ACU has appointed three new lecturers in the Western Civilisation program, attracting leading academics from around the world.
Associate Professor Sarah Irving-Stonebraker, Associate Professor Johanna Harris, and Dr Anna Corrias will bring a new breadth of expertise to the program.
Associate Professor Johanna Harris comes to ACU from the University of Exeter in the UK, where she pioneered the award-winning Exeter Care Homes Reading Project.
This volunteer initiative trained and sent English students into local care homes to read with residents – a program Associate Professor Harris has introduced at ACU.
“We are trialling a pilot program in the Western Civilisation third-year community engagement unit, which we have called ‘Inter-Lectio’ (shared reading),” she said.

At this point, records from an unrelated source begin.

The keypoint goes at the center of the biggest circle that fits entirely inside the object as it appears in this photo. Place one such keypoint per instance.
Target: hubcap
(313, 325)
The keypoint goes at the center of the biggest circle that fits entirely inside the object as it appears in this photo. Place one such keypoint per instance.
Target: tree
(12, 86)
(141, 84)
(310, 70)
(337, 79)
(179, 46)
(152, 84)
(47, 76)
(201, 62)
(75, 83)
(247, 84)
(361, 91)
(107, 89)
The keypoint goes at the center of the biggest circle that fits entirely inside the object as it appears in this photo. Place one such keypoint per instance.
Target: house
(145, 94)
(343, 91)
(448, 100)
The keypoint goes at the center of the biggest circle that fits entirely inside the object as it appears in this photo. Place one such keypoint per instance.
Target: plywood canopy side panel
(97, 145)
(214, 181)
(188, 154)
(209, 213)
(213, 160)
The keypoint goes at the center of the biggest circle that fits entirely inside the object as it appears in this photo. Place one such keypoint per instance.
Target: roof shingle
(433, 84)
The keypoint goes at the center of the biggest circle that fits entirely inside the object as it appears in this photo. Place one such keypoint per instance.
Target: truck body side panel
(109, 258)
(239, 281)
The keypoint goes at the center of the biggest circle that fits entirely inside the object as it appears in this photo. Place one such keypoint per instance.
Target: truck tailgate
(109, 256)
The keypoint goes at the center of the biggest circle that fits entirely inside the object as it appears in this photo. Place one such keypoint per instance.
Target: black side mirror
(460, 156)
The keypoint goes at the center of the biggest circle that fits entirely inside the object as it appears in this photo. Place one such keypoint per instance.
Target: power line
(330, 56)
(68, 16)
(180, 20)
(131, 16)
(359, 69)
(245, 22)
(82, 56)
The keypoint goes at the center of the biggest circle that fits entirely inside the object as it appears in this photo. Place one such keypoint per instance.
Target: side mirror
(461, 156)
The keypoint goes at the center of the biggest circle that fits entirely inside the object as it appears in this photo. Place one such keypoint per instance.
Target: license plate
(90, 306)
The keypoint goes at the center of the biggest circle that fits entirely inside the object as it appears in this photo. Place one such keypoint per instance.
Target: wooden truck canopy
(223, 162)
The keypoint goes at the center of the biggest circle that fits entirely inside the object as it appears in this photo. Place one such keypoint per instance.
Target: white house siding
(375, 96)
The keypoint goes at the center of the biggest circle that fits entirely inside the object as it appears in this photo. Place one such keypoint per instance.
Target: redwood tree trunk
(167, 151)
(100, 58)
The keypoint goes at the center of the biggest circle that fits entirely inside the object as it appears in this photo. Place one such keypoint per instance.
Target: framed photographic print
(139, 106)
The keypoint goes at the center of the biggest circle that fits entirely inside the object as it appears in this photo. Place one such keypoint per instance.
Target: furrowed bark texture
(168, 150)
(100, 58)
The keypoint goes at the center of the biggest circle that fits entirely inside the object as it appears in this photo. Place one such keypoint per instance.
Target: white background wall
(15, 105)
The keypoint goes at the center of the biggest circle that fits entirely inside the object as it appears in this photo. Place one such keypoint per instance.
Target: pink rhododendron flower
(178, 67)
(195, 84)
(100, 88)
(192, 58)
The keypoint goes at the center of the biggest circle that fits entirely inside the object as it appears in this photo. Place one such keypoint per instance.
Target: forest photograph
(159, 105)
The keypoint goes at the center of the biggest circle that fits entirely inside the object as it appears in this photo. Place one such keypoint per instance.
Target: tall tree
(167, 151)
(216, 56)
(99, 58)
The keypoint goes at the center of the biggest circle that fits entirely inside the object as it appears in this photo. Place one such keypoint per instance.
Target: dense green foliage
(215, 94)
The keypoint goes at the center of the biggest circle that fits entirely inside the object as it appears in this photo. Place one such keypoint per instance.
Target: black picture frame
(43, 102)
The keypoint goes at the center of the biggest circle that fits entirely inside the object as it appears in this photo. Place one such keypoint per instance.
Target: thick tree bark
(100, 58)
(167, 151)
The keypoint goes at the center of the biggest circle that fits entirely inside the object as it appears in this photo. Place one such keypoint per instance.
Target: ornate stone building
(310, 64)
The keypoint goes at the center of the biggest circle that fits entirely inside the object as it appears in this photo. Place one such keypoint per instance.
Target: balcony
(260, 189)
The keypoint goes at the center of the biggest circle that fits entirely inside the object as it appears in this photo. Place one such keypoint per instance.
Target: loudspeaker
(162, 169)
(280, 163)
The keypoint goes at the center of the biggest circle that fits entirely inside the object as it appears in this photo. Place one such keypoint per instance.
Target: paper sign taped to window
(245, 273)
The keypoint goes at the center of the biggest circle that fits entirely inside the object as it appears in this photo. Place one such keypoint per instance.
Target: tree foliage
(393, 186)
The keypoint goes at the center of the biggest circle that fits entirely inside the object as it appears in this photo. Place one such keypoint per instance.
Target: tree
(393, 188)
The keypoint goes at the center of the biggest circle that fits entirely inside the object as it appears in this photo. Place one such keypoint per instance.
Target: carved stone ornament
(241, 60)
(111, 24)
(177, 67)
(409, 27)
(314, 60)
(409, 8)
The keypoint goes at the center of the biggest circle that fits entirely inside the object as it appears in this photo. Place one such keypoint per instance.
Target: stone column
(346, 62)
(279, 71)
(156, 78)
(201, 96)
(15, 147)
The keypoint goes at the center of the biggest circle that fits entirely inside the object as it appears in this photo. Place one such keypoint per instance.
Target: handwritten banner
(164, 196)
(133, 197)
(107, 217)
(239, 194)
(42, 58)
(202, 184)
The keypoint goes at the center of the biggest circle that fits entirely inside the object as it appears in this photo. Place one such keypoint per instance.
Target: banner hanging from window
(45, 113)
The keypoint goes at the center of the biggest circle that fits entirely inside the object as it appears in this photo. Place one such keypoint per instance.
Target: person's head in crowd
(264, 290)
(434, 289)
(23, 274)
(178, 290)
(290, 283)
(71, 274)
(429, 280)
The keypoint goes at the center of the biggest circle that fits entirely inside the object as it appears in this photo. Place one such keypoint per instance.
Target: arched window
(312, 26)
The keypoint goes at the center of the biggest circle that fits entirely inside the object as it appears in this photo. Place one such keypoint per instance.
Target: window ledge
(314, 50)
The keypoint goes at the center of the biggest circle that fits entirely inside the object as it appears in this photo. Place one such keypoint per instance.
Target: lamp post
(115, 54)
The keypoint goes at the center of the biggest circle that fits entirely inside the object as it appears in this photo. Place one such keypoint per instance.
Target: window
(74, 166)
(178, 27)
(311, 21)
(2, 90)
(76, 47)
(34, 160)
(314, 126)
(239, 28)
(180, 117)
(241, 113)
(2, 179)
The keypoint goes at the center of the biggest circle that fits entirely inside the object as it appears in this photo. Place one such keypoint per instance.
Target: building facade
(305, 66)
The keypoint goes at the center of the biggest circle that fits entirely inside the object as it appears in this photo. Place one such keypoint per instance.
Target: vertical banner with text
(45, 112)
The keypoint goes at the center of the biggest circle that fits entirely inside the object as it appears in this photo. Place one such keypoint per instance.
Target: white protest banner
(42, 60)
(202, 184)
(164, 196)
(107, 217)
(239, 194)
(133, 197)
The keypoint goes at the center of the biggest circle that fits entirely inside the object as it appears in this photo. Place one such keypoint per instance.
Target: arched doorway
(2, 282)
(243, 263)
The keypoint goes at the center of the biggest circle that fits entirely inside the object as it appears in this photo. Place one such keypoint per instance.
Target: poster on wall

“The value of such a project lies in the way it unites generations that seem to be increasingly isolated from one another; this is particularly important in a post-COVID context where many nursing homes are struggling to get volunteers back in.
“It also highlights the fundamental place of literature – particularly poetry – in drawing communities together, for reading aloud, for finding common ground, and for shared experiences.”
Associate Professor Harris said she was delighted to join ACU’s renowned Western Civilisation program.
“It is exciting for me to help establish what I see as a profound opportunity for university students to immerse themselves in the works of literature, history, philosophy, theology, and art that have shaped the western intellectual tradition,” she said.
“I am committed to the principle that all ideas and ideologies should be rigorously tested and that this is best done through close and careful engagement with the texts that reflect or produce them. This degree offers that opportunity, and so to teach on the program is a privilege. It also gives me the chance to move beyond my area of research focus – early modern literature, history, and religion – to a broader, truly interdisciplinary teaching portfolio.”
Associate Professor Harris’s teaching and research focus on the literature, religion, and politics of the early modern period, with particular interest in letters and devotional writing.
She is also interested in the ethical value of literature, particularly bibliotherapy and the medical humanities, and the role of literature in enhancing intergenerational cohesion.
Associate Professor Sarah Irving-Stonebraker joined ACU this month from Western Sydney University.
Assoc. Prof. Irving-Stonebraker is an Australian-based academic whose work focuses on the history of Britain and the colonial world, especially the intersection of religion, science, and politics.
Her first book, Natural Science and the Origins of the British Empire, was awarded The Royal Society of Literature and Jerwood Foundation Award for Non-fiction.
“I am very excited about the Western Civilisation Program’s vision of equipping students to wrestle with profound ideas, the ‘great books’, and the Western intellectual tradition, not least because I have benefited enormously from my own formation in this tradition at Cambridge University,” she said.
“One of the things I am most looking forward to is the privilege of mentoring the Ramsay Scholars.”
Dr Anna Corrias will join ACU from Cambridge University next month, where she is a Marie Skłodowska Curie Postdoctoral Fellow in the Divinity Department.
“I am thrilled by the opportunity to work at ACU, an institution that stands out in the Australian academic landscape for the exceptional investments that it has made in the study of the humanae litterae, from both an educational and a research point of view,” she said.
“I am deeply committed to the study of the classical tradition and its formative and transformative influence on modern literature, art, and philosophy. ACU’s Western Civilization Program will be the ideal home for me -- one that I’ve been looking for since I finished my PhD in 2014.
“I am very much looking forward to excavating the treasures of the Great Books with the students and guiding them through the complex nets of intellectual filiations, enduring influences, and indefatigable dialogues that characterize the historical development of Western thought.”
Director of the ACU Ramsay Program in Western Civilisation Professor Robert Carver said the calibre of the new appointments reflected the program’s global reputation.
“We are delighted to welcome three outstanding teachers and scholars to our ranks,” he said.
“They consolidate our core commitment to studying key texts within the framework of western civilisation, while expanding our range of expertise to include the history of religion, Australian and imperial history, the philosophy and history of science, and the Platonic and neo-Platonic tradition.
“They will also play essential roles in the delivery of our new Master of Liberal Arts (Western Civilisation).”
The new faculty members will be part of the dedicated teaching team for ACU’s Ramsay Scholars, who are based in a purpose-built space at the North Sydney campus.
The Bachelor of Arts (Western Civilisation) was launched in 2021, offering students a structured and integrated humanities curriculum from antiquity to the present.
Through the generous support of the Ramsay Centre for Western Civilisation, students are offered scholarships of $32,000 per year to pursue the single degree, a double degree with Law or a “vertical double” with a Master of Teaching (Secondary). Scholarship students will also be offered sponsored overseas travel.
Additional Ramsay Scholarships are now available for a Master of Liberal Arts (Western Civilisation) beginning in July 2023.